Nakasuji M et al. – A decrease in systemic vascular resistance (SVR), not cardiac output (CO), is the main mechanism of hypotension seen during spinal anesthesia in elderly patients.

Methods
  • Records from 60 consecutive patients over 80years of age, who underwent hip fracture repair (intramedullary nail or compression hip screw) during spinal anesthesia were studied.
  • After injection of isobaric 0.5% bupivacaine in the L3-L4 intervertebral space in the lateral decubitus position, patients were turned supine.
  • Acetate Ringer’s solution (300mL) was infused over 30minutes after subarachnoid puncture.
  • A decrease in systolic arterial pressure to less than 100mmHg was treated with an intravenous injection of 5mg ephedrine.

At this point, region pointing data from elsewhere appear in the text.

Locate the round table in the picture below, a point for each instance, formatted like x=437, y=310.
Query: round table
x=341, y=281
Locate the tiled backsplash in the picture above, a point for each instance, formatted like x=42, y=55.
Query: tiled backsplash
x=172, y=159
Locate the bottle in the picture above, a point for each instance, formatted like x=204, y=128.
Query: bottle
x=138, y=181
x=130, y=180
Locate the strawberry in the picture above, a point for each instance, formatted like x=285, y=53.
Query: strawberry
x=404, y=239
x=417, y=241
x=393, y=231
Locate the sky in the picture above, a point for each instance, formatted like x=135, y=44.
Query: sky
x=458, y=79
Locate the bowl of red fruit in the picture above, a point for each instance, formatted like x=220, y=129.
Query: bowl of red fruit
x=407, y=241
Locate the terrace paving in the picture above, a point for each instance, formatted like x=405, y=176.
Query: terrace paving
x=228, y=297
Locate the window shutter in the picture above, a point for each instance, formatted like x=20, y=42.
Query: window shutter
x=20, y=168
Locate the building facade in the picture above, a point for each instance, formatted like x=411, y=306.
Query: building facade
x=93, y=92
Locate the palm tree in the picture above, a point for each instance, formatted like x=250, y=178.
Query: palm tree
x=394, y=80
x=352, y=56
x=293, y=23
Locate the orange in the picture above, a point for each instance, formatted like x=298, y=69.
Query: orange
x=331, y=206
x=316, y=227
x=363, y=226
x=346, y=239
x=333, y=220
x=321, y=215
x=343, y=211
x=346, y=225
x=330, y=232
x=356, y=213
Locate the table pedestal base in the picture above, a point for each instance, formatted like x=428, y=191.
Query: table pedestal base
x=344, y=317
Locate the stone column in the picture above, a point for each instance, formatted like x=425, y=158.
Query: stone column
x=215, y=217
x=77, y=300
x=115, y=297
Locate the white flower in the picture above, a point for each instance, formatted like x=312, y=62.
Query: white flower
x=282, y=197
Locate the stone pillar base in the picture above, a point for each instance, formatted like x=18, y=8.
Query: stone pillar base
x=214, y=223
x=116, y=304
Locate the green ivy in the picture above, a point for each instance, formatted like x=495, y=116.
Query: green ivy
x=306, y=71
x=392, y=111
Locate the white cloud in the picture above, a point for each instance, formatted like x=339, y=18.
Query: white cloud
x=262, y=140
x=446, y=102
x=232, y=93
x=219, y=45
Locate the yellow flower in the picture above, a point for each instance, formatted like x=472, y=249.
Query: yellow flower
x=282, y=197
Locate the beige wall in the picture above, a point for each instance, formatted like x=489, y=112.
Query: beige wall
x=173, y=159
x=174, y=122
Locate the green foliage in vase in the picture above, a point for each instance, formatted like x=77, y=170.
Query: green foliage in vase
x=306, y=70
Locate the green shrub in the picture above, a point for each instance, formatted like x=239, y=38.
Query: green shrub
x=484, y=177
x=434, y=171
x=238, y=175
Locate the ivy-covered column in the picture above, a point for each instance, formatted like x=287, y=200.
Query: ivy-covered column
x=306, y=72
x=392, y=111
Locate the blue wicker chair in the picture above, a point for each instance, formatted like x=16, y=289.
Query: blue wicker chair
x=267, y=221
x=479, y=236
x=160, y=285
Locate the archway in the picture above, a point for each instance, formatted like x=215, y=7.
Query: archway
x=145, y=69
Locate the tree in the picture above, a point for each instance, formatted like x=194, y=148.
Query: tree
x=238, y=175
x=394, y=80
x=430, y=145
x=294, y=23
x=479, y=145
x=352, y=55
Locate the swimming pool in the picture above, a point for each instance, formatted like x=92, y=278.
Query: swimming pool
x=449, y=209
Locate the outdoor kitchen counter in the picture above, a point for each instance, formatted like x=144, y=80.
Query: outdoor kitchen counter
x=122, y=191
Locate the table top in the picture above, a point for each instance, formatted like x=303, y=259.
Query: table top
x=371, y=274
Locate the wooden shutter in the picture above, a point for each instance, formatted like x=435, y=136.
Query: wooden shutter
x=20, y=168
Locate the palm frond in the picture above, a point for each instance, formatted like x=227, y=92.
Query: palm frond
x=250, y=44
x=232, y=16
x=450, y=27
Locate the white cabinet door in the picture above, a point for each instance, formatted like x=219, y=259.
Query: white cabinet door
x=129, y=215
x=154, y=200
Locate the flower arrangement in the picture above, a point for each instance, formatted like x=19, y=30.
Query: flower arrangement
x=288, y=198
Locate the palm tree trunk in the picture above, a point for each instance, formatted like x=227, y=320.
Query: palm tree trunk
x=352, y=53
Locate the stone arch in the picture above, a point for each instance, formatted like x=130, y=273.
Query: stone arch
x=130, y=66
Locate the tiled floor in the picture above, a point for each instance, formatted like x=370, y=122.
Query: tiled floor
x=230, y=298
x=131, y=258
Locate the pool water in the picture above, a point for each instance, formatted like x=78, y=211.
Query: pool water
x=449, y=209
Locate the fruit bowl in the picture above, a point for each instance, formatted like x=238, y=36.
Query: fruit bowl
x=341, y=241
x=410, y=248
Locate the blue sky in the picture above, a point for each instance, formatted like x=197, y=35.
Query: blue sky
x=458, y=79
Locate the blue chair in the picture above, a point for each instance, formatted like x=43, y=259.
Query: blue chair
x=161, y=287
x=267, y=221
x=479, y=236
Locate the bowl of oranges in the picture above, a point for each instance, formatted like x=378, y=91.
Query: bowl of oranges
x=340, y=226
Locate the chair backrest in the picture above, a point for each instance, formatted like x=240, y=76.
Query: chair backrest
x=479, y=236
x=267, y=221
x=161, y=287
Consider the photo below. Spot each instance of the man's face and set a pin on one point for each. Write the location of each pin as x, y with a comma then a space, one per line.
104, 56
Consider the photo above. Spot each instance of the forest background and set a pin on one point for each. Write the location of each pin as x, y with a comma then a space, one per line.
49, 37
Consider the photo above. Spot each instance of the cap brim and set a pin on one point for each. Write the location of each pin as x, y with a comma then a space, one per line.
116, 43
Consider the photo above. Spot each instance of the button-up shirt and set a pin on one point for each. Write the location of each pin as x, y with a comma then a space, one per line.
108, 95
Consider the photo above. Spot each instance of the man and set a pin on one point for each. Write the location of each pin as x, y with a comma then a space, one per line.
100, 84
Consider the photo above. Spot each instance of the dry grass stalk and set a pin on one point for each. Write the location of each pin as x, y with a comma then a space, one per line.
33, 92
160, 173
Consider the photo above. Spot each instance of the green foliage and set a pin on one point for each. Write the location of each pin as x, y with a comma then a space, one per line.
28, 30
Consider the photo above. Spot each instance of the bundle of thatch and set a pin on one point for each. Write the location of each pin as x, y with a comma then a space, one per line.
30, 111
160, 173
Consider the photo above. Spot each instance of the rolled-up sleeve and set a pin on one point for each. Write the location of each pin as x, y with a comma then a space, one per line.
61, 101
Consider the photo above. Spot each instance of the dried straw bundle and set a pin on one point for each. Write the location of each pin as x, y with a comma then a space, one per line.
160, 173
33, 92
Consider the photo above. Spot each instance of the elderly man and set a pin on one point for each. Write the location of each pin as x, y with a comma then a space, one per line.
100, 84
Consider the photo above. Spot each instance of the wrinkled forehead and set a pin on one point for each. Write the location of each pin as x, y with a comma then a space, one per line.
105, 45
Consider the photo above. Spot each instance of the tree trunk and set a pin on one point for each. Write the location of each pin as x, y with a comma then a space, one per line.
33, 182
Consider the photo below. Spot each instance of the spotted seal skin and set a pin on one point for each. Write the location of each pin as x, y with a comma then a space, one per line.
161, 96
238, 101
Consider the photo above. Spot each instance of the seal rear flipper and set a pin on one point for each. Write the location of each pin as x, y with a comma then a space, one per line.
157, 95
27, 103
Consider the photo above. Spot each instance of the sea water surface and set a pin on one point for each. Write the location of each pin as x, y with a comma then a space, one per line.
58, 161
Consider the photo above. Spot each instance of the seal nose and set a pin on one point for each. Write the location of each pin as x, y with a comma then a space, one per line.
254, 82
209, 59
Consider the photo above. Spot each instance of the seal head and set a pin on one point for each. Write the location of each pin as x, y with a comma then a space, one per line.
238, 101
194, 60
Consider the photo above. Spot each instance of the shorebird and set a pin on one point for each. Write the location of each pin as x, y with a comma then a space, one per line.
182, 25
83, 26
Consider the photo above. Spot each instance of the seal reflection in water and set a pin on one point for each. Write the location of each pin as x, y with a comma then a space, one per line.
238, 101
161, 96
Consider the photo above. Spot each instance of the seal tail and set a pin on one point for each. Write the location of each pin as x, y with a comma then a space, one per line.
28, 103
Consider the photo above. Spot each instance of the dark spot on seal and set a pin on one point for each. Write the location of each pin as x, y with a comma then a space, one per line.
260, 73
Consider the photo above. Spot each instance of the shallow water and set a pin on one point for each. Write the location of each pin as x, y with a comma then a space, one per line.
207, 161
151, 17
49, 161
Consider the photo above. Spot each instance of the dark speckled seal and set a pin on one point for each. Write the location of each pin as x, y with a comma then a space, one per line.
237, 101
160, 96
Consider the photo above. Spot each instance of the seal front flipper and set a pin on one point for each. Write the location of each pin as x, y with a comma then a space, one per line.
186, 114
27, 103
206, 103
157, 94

  • The hypotension group (n=18) comprised patients who required ephedrine during the 30 minutes after the puncture, and the nonhypotension group (n=42) consisted of patients who maintained stable arterial pressure with crystalloid infusion only.
  • Cardiac output (CO) and stroke volume variation (SVV) every 20seconds using the Vigileo-FloTrac system continuously from arrival in the operating room (OR) to 30minutes after the subarachnoid puncture were recorded.
  • Serial changes in systemic vascular resistance (SVR), CO, and SVV from baseline after puncture were compared between the two groups.

Results
  • The decrease in SVR over 20minutes after the puncture was significantly greater in the hypotension group than the nonhypotension group (P=0.047).
  • Cardiac output was stable in the two groups.
  • Stroke volume variation in the first 10minutes after the puncture increased to similar levels in the two groups, then decreased gradually to baseline.
  • No significant differences were noted in circulatory parameters on arrival at the OR.